第39回 一粒の丹砂、天上に得る——三年の故主、世間に生まれる
悟空は兜率院の太上老君を訪ね、九転還魂丹を一粒手に入れる。宝林寺に戻って先王の唇に丹を入れ、清気の一息を吹き込んで蘇生させる。先王は師弟一行を感謝して城へ連れていく。太子と皇后が協力して偽国王との対決を準備する。
悟空が兜率宮の門をくぐると、太上老君は丹房で童子たちに芭蕉扇を持たせて火を扇いで丹を精錬していた。老君は悟空が来るのを見て「宝物を盗みに来たか、みなよく見張れ」と注意した。
悟空は「師匠に礼を」と笑って言った。「今は悪さをする気はありません。ただ一粒の九転還魂丹をお借りしたくて参りました」
老君は「五百年前に丹炉を荒らしたことも忘れていないぞ。おまけに平頂山での件では宝物を返さず随分と面倒をかけさせた」と言うと、悟空は「あれはちゃんと菩薩にお返ししました。今日のことは別の話です。乌鸡国の国王が全真道士の妖怪に殺されて三年になります。師匠が深く哀れみ、どうか陽の世界で救ってやれと申します。九転還魂丹を百粒ほどいただければ」と言った。
「百粒?米粒のように作れると思うか。ない、ない、帰れ」と老君が言い、「十粒では」「ない」「一粒では」「ない!」と押し問答を続けた。悟空は「ではよそへ頼みに行く」と立ち上がった。
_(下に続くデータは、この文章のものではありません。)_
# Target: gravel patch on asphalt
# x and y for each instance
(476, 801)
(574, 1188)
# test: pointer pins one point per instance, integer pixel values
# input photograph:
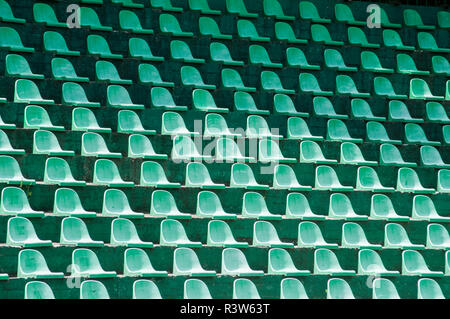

老君が見送ろうとして「待て。その猿は今すぐ戻って盗み始めるに決まっている」と思い直し、「お前に一粒やる。それで国王を救え」と言った。悟空は受け取った丹砂を口の中で転がすと、老君が「飲んだら殺すぞ」と頭を掴んで怒鳴った。悟空は「口の中にあるのが見えるか?ここにあるではないか」と見せた——実は喉の下の嗉袋に隠していた。老君に「早く行け、また来るな」と叱られ、悟空は礼を言って兜率宮を後にした。
夜明け頃に宝林寺に戻ると、八戒はまだ泣いていた。悟空が「師匠、丹を手に入れました」と言うと、沙悟浄が井戸から水を半鉢汲んできた。悟空は口から丹砂を取り出して遺体の唇の間に入れ、水で流し込んだ。
半時ほどすると腹の中から「ゴロゴロ」と音がしたが、身体は動かなかった。三蔵は「金丹が入ったので腸が動いた。血脈が和らぐ証拠です。しかし三年も井戸に浸かっていて気が全部絶えてしまっている。誰かが一息の気を吹き込んであげれば生き返ります」と言った。
八戒が「俺が吹き込む」と近づくと師匠が「いけません」と止めた。八戒は幼い頃から人を食って罪を積み、一口の濁気しか持っていない。悟空は幼い頃から松柏を噛んで桃果を食べ、清らかな気を蓄えている。
悟空が前へ出て、雷公嘴(尖った口)を国王の唇に当て、呼吸一息を吹き込んだ。気が咽喉を下り重楼を過ぎ丹田へ至り、涌泉穴から泥丸宮へと循環した。
国王が「呼!」と大きく息をついて身体を翻し、拳を振り上げ足を曲げ、目を開いて叫んだ。「師父!」と両膝をついて礼をした。「昨夜の鬼魂の参拝を覚えていたが、今朝こうして陽に戻れました」
三蔵が「お礼は私にではなく弟子に言いなさい」と言うと、悟空は「師匠のものです。一家に二人の主はいない。受け取ってください」と笑った。
寺の僧侶たちが早朝の粥を持ってきて、水衣姿の見知らぬ人物を見て驚いた。悟空が「これは乌鸡国の真の国王だ。三年前に妖怪に殺されたが、老孫が今夜救い出した。今から城へ入って邪正を正す」と説明した。
国王の濡れた着物を乾いた布直裰に着替えさせ、蓝田帯の代わりに黄丝绦で腰を縛り、僧鞋を履かせた。八戒は担ぎ荷を二分して軽い方を自分、重い方を国王に担がせた。悟空が「陛下、担ぎを四十里担いで城に着いたら妖怪を捕まえる。それが済めばまた国王に戻れます」と言うと、国王は「師父のためなら鞭を持って馬の前を走っても構いません」と言った。
一行は宝林寺を後にして乌鸡国へ向かって歩いた。
西方に向かう道筋、金と木が合して神を練る。 丹の母は夢の中に漂い、嬰児は常に真身を恨む。 必ず井底に明主を求め、なお天堂に老君を拝す。 色空を悟りて本性に帰れば、仏は誠に有縁の人を度す。